This article uses sex (assigned based on anatomy) and gender (associated cultural norms) in reference to women, as both have an influence on medical research and care.
At least since Ancient Greece, the default human body was established as male. Hippocratic physicians thought of the female body as abnormal, and others believed that female bodies were simply male bodies turned inwards due to a deficiency in ‘vital heat’. This trend in thinking continued for the next several thousand years.
Even today, there is a prevailing belief that female bodies differ from male bodies only in size and reproductive organs, with the underlying understanding that men’s biology is the default. The medical stance was summarised by Leonore Tiefer in 1992:
‘Men and women are the same, and they’re all men.’
Indoctrination into this belief within the medical profession starts early. A 2008 analysis of recommended medical textbooks found that three times as many male as female bodies were used to illustrate neutral body parts. The study concluded that in western anatomy textbooks, the white male is presented as the ‘universal model’ for human bodies.
But women do differ from men in more than size and reproductive organs.
Approximately 8% of the population have autoimmune diseases, but women make up about 80% of those affected. The reasons for this are not fully understood, though there is some idea that women have evolved a particularly strong immune response to protect developing foetuses – sometimes it overreacts and attacks the body itself.
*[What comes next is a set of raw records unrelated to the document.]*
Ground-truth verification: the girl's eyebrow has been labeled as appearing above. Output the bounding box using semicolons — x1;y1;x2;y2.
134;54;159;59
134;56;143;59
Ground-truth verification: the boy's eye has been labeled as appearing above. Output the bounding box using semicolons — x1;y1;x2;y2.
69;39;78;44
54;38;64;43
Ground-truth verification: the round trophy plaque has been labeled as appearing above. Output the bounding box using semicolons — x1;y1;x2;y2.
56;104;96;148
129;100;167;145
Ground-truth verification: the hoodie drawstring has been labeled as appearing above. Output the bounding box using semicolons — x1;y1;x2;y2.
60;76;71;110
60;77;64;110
This could also be a possible explanation behind the results of studies that show sex-specific differences in vaccine outcomes – women develop a stronger antibody response, but also have more frequent and more severe adverse reactions.
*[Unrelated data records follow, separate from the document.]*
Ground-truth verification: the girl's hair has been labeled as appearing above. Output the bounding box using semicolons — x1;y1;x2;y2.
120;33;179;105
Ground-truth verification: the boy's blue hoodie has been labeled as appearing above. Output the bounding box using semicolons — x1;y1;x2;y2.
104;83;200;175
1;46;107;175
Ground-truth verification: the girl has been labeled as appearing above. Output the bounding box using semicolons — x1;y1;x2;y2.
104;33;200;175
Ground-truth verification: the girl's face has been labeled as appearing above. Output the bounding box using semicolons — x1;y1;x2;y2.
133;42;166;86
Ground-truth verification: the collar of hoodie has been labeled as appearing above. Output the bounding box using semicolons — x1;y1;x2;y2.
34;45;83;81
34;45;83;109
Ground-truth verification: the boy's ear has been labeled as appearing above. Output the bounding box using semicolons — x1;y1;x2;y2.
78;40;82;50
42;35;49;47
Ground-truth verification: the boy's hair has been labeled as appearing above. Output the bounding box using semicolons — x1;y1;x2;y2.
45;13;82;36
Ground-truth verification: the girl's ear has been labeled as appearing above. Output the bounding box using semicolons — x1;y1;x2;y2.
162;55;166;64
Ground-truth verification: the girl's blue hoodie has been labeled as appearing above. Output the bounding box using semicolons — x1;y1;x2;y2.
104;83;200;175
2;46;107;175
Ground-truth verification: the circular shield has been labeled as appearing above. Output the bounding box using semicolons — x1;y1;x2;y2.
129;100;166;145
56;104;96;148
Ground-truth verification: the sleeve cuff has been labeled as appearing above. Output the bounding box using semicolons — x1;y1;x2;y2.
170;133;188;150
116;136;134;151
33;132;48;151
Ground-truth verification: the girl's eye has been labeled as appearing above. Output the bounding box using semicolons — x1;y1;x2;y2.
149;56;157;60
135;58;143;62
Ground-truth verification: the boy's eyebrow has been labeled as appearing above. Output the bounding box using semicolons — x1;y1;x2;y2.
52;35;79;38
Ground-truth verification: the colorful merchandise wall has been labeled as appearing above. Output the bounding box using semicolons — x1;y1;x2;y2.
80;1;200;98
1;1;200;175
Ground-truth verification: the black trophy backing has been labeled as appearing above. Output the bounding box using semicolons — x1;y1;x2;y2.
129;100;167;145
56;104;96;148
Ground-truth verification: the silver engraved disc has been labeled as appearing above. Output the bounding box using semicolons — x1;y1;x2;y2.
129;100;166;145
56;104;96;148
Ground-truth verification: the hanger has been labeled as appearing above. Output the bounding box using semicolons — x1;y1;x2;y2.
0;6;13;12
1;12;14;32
But differences in response to medical treatments are largely absent in the scientific literature, making the knowledge of sex-specific vaccine reactions somewhat of a rare gem. The medical sphere is plagued by a ‘gender data gap’, as Caroline Criado Perez describes it in her book Invisible Women: Exposing Data Bias in a World Designed for Men.
Sex-specific knowledge within the medical community is ‘dependent on the availability of sex-specific data,’ she writes, ‘but because women have largely been excluded from medical research, this data is severely lacking.’ And when women are included in medical trials, the researchers often fail to examine the differences between the sexes.
A 2014 report by from the Brigham and Women’s Hospital in Boston summed up the issue:
‘Medical research that is either sex- or gender-neutral or skewed to male physiology puts women at risk for missed opportunities for prevention, incorrect diagnoses, misinformed treatments, sickness, and even death.’
Sildenafil citrate, the active ingredient in Viagra, was discovered as a treatment for erectile dysfunction when it was being tested as a heart medication in the early 1990s. If more women had been included in the original trials, its possible effectiveness as period pain relief would have been discovered before 2013. And if women’s health was given equal consideration as men’s, further funding requests would not have been denied.
One of the starkest examples of male default bias is so prevalent, it has its own name: Yentl Syndrome.
In the film Yentl, Barbra Streisand’s character had to dress up as a man to receive an education, so the name came to refer to the phenomenon that women who have ‘male-pattern’ Coronary Heart Disease are more likely to get the appropriate diagnosis and treatment.
However, most women don’t present with the chest and left arm pains of a ‘Hollywood (male-pattern) Heart attack’. Instead, they have stomach pain, breathlessness, nausea, and no chest pain at all. Because of this, women are 50% more likely than men to be misdiagnosed following a heart attack, which is not a surprise when the patient populations used to study the disease were at least two-thirds male.
This is especially worrying considering CHD is the leading cause of death worldwide. An editorial in the European Heart Journal said that contemporary data demonstrates ‘persistently more adverse outcomes for women compared with men’ – because a higher proportion of women do not have male-pattern presentation, relatively fewer women are treated, so more women die.
The problem with male-default thinking in medical research costs lives. Women need to be included in all levels of research, and sex differences need to be studied, so doctors can provide care which is as informed about women as it is about men.